Provider education reforms must also help fill the diagnosis gap by equipping clinicians with the tools and confidence to recognize sleep disorders in women, initiate testing, and provide referrals. Continuing medical education (and expanding medical school curricula), coupled with digital resources, updated screening tools that reflect sex-specific presentations, and expanded use of validated questionnaires in primary care, can help scale this knowledge quickly.
When female patients feel their concerns will be validated rather than dismissed, they are far more likely to seek timely care.
Connecting the dots: sleep, mental health, and chronic conditions
Anxiety, depression, autoimmune disorders, migraines, and chronic pain, conditions that disproportionately affect women, are tightly linked with poor sleep. Yet the health care system often treats these issues in silos.
In some cases, providers are already addressing the consequences of chronically untreated or undertreated OSA, from uncontrolled blood pressure and weight gain to escalating cardiovascular risk, without considering the root cause. For example, among patients with persistent or treatment-resistant hypertension, OSA is not just a comorbidity but often an underlying driver.
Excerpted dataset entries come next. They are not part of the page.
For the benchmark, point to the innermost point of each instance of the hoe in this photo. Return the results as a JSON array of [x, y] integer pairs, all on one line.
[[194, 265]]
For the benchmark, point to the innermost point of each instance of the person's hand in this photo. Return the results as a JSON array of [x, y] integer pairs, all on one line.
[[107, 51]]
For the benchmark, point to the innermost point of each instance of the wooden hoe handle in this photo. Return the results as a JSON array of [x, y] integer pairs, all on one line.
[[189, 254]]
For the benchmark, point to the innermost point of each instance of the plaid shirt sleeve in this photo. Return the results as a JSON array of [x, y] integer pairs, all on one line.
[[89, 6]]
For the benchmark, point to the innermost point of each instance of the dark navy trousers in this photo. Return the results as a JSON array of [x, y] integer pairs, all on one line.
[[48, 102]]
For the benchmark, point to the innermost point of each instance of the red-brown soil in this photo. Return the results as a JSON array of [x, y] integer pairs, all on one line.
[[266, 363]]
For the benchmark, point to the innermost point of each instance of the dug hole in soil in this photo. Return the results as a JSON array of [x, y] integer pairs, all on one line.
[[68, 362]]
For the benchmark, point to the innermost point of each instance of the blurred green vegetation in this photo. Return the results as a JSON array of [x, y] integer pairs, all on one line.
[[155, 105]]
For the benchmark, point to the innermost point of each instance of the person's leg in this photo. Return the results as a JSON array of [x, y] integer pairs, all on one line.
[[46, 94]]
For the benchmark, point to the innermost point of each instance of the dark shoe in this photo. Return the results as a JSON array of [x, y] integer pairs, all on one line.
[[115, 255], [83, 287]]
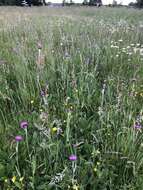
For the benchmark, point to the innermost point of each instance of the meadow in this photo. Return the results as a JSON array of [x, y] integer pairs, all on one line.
[[71, 98]]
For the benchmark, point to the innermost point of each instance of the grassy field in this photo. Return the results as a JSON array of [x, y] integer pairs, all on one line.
[[71, 98]]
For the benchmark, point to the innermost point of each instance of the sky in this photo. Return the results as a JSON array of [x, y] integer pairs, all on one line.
[[105, 2]]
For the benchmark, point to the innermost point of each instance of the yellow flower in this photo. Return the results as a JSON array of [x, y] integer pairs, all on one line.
[[21, 179], [54, 129], [75, 187], [13, 179]]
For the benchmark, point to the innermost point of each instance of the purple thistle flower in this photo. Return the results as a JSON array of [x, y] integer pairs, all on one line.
[[39, 45], [24, 124], [42, 93], [18, 138], [72, 157], [137, 126]]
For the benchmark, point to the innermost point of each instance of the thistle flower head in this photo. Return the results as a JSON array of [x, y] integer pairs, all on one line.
[[72, 157], [18, 138]]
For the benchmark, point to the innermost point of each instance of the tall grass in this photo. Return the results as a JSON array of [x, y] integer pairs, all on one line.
[[75, 75]]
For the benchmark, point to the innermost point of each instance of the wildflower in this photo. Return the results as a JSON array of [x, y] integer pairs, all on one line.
[[120, 40], [18, 138], [42, 93], [72, 157], [43, 116], [6, 180], [95, 169], [24, 124], [39, 45], [13, 179], [32, 101], [137, 126], [75, 187], [21, 179], [98, 163], [54, 129], [98, 152]]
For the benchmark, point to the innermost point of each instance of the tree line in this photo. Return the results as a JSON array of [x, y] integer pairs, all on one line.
[[139, 3]]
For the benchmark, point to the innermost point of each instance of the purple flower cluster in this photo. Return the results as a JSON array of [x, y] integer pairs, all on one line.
[[137, 126], [23, 124], [72, 157], [18, 138]]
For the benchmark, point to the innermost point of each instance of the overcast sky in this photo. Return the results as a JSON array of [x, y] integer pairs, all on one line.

Treating OSA has been shown to improve blood pressure control and lower long-term cardiovascular risk, making it a critical lever for better outcomes in chronic disease management.
From a mental health perspective, when women tell their doctors they are not sleeping well, feel exhausted, or are constantly tired, many are first diagnosed with depression or advised to try sleep hygiene or stress management techniques, rather than being referred for a comprehensive sleep evaluation to check for OSA. Our experience shows that women with OSA are frequently treated for depression before receiving an accurate OSA diagnosis.
Integrated care models are urgently needed, where sleep health is addressed alongside mental health and chronic disease management. For patients, this could mean earlier intervention and better long-term outcomes.
Designing solutions for women, not around them
Wearables, apps, medical devices, and AI-driven sleep technologies are rising in prominence, but most are designed using male-centric datasets. Women deserve devices and treatments designed with their physiology and needs in mind, from sleep mask fittings for smaller facial structures to algorithms that recognize female symptom patterns. Consumers already show high engagement with wellness tools; building inclusive solutions will accelerate adoption and improve health outcomes at scale.
Women require comprehensive sleep care tailored to their individual needs and preferences. By prioritizing women’s unique needs, we can create solutions that truly transform health and well-being at every stage of life. The path forward requires the health care industry to implement the following strategies:
- Redefine diagnostic criteria
- Dismantle clinical stigma
- Integrate comprehensive care
- Empower providers with new resources
- Demand and deliver inclusive innovation
Women’s sleep is not a niche issue, it is a blind spot with major implications for chronic disease, workforce productivity, and overall public health. If we want women to thrive, we must start treating sleep health as central to women’s health and longevity.
Kimberly L. Sterling is a health care executive. Audrey Wells is a sleep medicine physician.